Sansa smiles – he needs none of those ruses, as she will come to him.


Sansa catches him in the middle of his morning preparations. She emerges slowly from the forest, keeping close reins on her horse.

"It is you?" The Gravedigger squints his eyes and appraises her up and down. "I haven't been imagining it?"

Sansa nods. "It is me. I knew you were coming."

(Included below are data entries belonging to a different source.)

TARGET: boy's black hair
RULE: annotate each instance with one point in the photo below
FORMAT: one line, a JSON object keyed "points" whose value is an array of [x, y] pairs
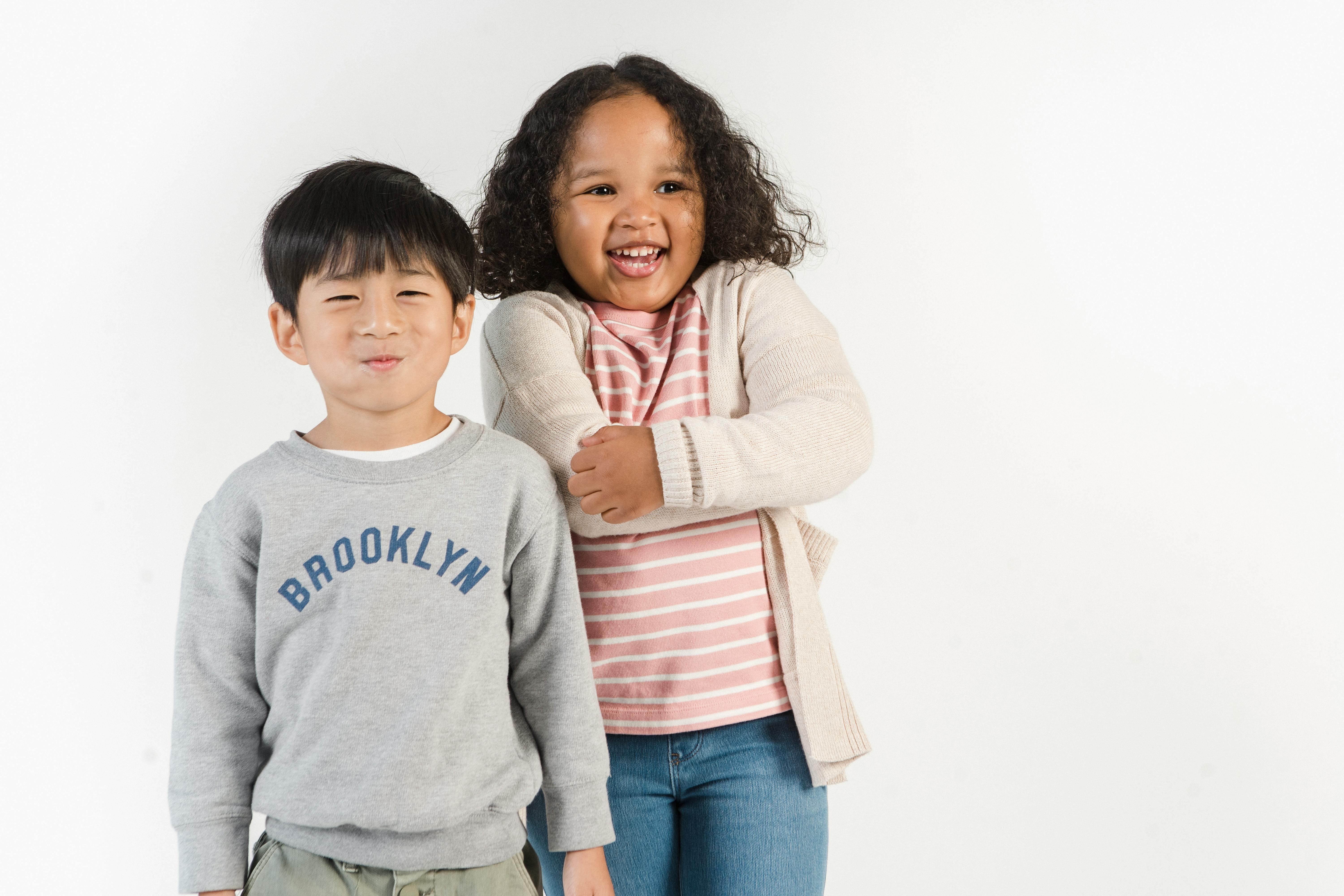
{"points": [[350, 217], [748, 213]]}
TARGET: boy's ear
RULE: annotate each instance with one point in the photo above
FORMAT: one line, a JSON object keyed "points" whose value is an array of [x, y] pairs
{"points": [[463, 316], [286, 331]]}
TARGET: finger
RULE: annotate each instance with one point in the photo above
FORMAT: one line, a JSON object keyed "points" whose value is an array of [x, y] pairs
{"points": [[583, 484], [597, 504], [616, 515], [604, 435], [585, 460]]}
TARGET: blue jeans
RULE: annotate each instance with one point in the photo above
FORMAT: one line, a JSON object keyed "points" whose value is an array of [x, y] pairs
{"points": [[721, 812]]}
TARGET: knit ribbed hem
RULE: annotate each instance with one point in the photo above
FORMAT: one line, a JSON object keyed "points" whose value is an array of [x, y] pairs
{"points": [[819, 547], [674, 463], [577, 817], [213, 856]]}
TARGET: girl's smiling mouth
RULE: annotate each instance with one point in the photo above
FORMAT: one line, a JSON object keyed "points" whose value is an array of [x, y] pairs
{"points": [[638, 261]]}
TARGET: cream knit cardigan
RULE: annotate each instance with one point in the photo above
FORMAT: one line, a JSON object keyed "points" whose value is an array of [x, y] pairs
{"points": [[788, 428]]}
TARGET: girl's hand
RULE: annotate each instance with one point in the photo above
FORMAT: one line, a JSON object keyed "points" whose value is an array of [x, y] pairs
{"points": [[585, 874], [618, 473]]}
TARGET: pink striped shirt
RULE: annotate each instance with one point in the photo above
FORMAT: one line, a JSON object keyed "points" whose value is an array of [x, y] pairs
{"points": [[679, 621]]}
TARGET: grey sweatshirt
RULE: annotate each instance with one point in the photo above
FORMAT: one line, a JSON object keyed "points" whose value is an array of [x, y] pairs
{"points": [[388, 660]]}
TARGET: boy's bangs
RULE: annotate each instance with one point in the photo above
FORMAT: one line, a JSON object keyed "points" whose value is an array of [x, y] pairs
{"points": [[351, 220], [358, 256]]}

He looks behind her, then scans the clearing, as if waiting for others to show up. He is uneasy, that is clear, but he stands his ground.

"How could you?"

Sansa guides her horse next to him and slides down, rather gracelessly. To be in his presence in her real form is different, and every nerve in her body tingles because of his proximity. She forces herself to calm down and reaches for his hand, taking a hold of it, only lightly, but that is enough to make sparkles travel between them.

"I will tell you later. Now we must go. If you'll take me."

Sansa knows she has to tell him everything, as there can be no lies between them. But not now. Later.

He stills and stares at his hand, where she touches it. Then he swallows and drops his gaze.

"If I take you? I take you wherever you want to go. Just tell me."

Sansa smiles. "Take me to the North."

She will go to the Wolfswood to seek out her sisters, to learn from them how to wield the power she knows she has. Then she will use that power and get back what is hers; the legacy of her father and her mother, Winterfell, her siblings.

She will do all that, and she hopes he will stay by her side when she does.